Globules blancs          840             1300           1640           2040

 

Globules rouges         83               85               84               83

Plaquettes                  119             161             173             177

Neutrophiles              -                  450             -                 1000

                                                                                            SORTIE

                                                                                            D’APLASIE

 

Quelques mots en marge d’un livret de poche de mots croisés, à la sortie de la Grande Fatigue (à partir du jeudi 1er mai)

 

DEHORS !!! me dirent-ils.

POSITIVER un jour après l’autre

Ne plus compter, espérer, savoir attendre.

Arc-en-ciel

Tantôt pluie

Tantôt soleil.

Infirmières sans masque dans la chambre.

Plus de deux heures dans les couloirs… Waouh !

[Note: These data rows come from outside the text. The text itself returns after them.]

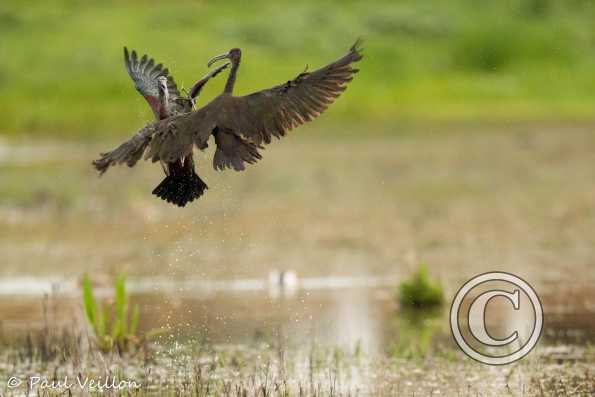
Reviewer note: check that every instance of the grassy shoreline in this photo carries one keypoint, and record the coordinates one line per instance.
(456, 61)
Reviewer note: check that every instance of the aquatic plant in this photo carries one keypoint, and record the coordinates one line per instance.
(420, 291)
(115, 326)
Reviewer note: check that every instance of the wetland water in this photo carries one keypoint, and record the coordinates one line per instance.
(350, 313)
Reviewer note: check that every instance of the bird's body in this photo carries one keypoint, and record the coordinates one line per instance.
(239, 124)
(158, 87)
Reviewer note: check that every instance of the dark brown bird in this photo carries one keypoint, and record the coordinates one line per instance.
(239, 124)
(158, 87)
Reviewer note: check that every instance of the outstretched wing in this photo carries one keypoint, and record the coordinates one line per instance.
(257, 117)
(272, 112)
(129, 152)
(144, 73)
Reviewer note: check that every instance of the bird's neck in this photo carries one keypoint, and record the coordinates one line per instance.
(163, 103)
(231, 79)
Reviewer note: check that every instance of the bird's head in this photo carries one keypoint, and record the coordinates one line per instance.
(162, 85)
(233, 55)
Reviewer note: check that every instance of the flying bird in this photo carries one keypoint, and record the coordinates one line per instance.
(159, 88)
(240, 125)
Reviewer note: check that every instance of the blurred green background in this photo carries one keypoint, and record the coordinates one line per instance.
(62, 74)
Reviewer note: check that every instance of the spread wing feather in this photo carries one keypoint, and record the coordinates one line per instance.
(259, 116)
(144, 73)
(254, 119)
(271, 113)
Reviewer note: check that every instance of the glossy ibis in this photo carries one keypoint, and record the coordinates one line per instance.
(239, 124)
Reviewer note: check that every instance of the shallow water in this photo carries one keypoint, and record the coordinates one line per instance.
(349, 313)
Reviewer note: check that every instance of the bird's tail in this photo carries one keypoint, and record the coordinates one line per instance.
(182, 185)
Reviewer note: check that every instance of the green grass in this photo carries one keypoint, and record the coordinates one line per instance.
(115, 328)
(61, 68)
(420, 291)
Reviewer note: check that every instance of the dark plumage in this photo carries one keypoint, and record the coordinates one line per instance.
(239, 124)
(153, 81)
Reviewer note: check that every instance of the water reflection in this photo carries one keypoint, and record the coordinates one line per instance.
(363, 318)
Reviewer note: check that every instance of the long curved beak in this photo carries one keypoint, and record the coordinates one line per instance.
(218, 58)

Visite familiale hors chambre + sac sas.

La règle : LA FORME !

Et je vais les regretter… malgré l’empressement à partir !

Vider l’abcès !

Se défouler sur le papier…

De six mètres en six mètres…

Pleurer… de rage : c’est fait !

Insomnie Force 10.

S’occuper l’esprit… facile à dire mais…

Regain de forces : la fatigue se disperse… INCROYABLE !

Partir, déjà ?...

Pépère de moins en moins tranquille…

Dernier(s) jour(s) : je déteste la marque du pluriel !

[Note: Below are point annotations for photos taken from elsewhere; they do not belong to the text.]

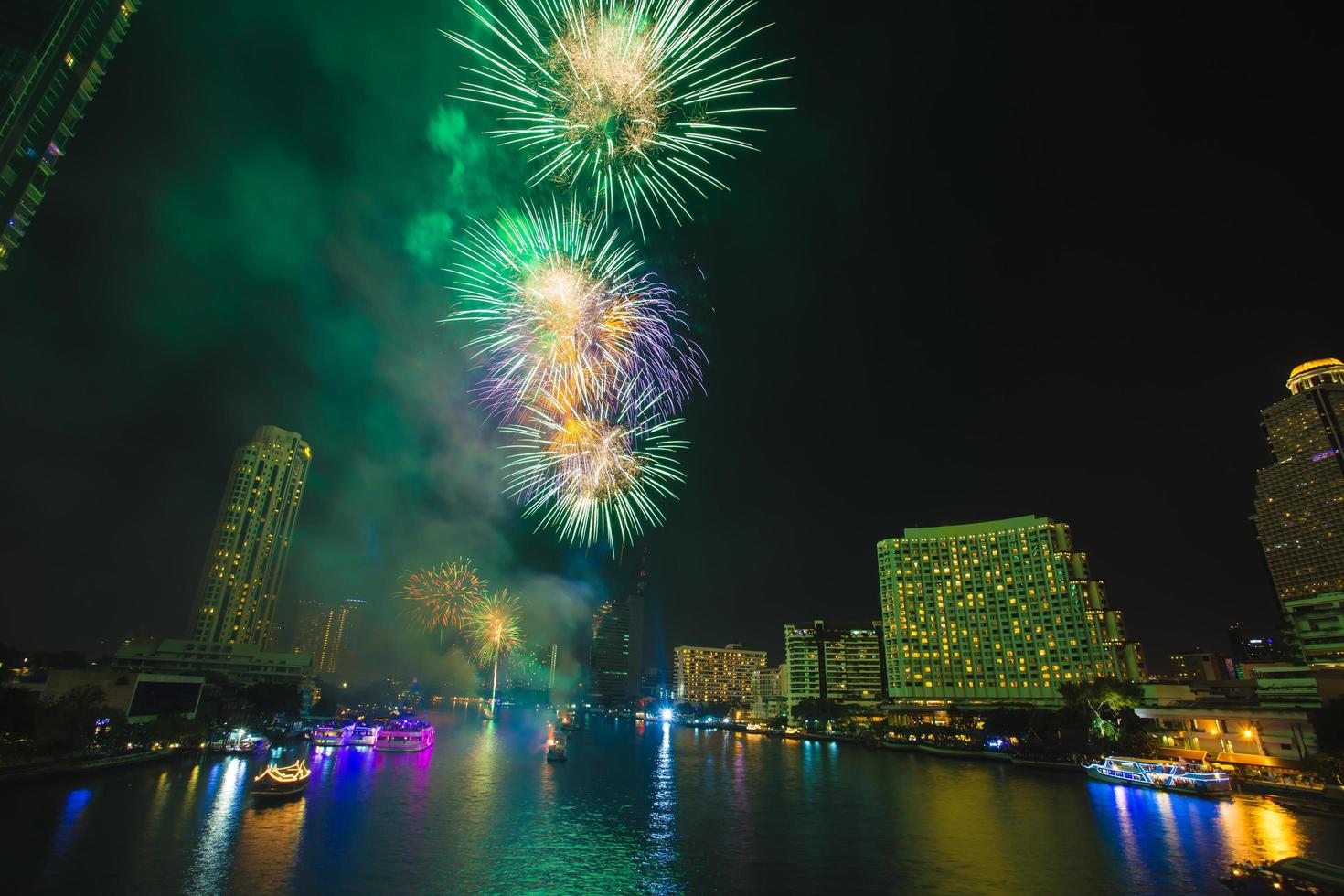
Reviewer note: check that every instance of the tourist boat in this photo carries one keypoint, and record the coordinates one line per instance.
(555, 747)
(334, 733)
(277, 781)
(1295, 875)
(1161, 774)
(245, 741)
(405, 735)
(365, 733)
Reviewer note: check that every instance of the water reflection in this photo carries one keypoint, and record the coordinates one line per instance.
(210, 864)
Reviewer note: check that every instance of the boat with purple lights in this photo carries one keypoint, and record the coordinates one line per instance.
(405, 735)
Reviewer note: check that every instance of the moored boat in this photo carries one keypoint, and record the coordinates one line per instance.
(1161, 774)
(365, 733)
(405, 735)
(334, 733)
(277, 781)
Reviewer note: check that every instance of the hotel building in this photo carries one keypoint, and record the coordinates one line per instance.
(998, 612)
(837, 661)
(245, 564)
(715, 675)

Nerveux ? Non, épidermique.

Autodérision, quand tu me tiens…

Costaud, force 2… pour un anémié !

Demain, dernière douche aussi ?

Piqûre dans le ventre ?

Indolore.

Froidure…

PARTIR S’EN ALLER DECAMPER SUIVRE SON IDEE FUIR

Le jeu n’est pas en ma faveur…

MARRE !

OUBLI ! Déprime… Noirceur !

L’espoir s’envole… Beurk !

La tête fonctionne à 100 %... Bien.

Sourire retrouvé !

Détenu !

Surveillance voie avant départ donc OK !

Notion de flux.

310 out demain.

Adieu 6-mètres !!!

Retour en ambulance ?

Costaud, le Gillou ! (cf. personnel MBE4).

Dernier souvenir : des cannellonis infâmes.

Coups de fil en fête !

HEUREUX ET FIER DE MOI !

Même la TV paraît intéressante…

Apaisé !

Je fais le même poids qu’à 20 ans…

Et la plaie mal placée est soignée et cicatrisée !!! (1 an et 3 mois…)

Je baigne dans le bonheur…

Sommeil, où es-tu ?

Cachet ou pas cachet ce soir ? Mal barré !

J’attends… le sommeil !

Période de profond mutisme terminée ! Ouf !

Bientôt, très bientôt !...

 

Quelques idées jetées sur une page du carnet pour mieux supporter les derniers jours

 

POSITIVER ces quelques dernières heures :

  • Apprécier les personnes.
  • Se plier volontiers aux règles et horaires.
  • Ne pas « glander » pour ne pas gamberger.
  • Imaginer en détail la vie « d’après ».
  • Déstresser (exercice, marche, vélo ?).
  • S’occuper l’esprit.
  • Faire confiance au toubib.
  • Se remettre en forme (sieste).
  • Se dire que le temps passe, de toute manière. Vite ou lentement, il passe.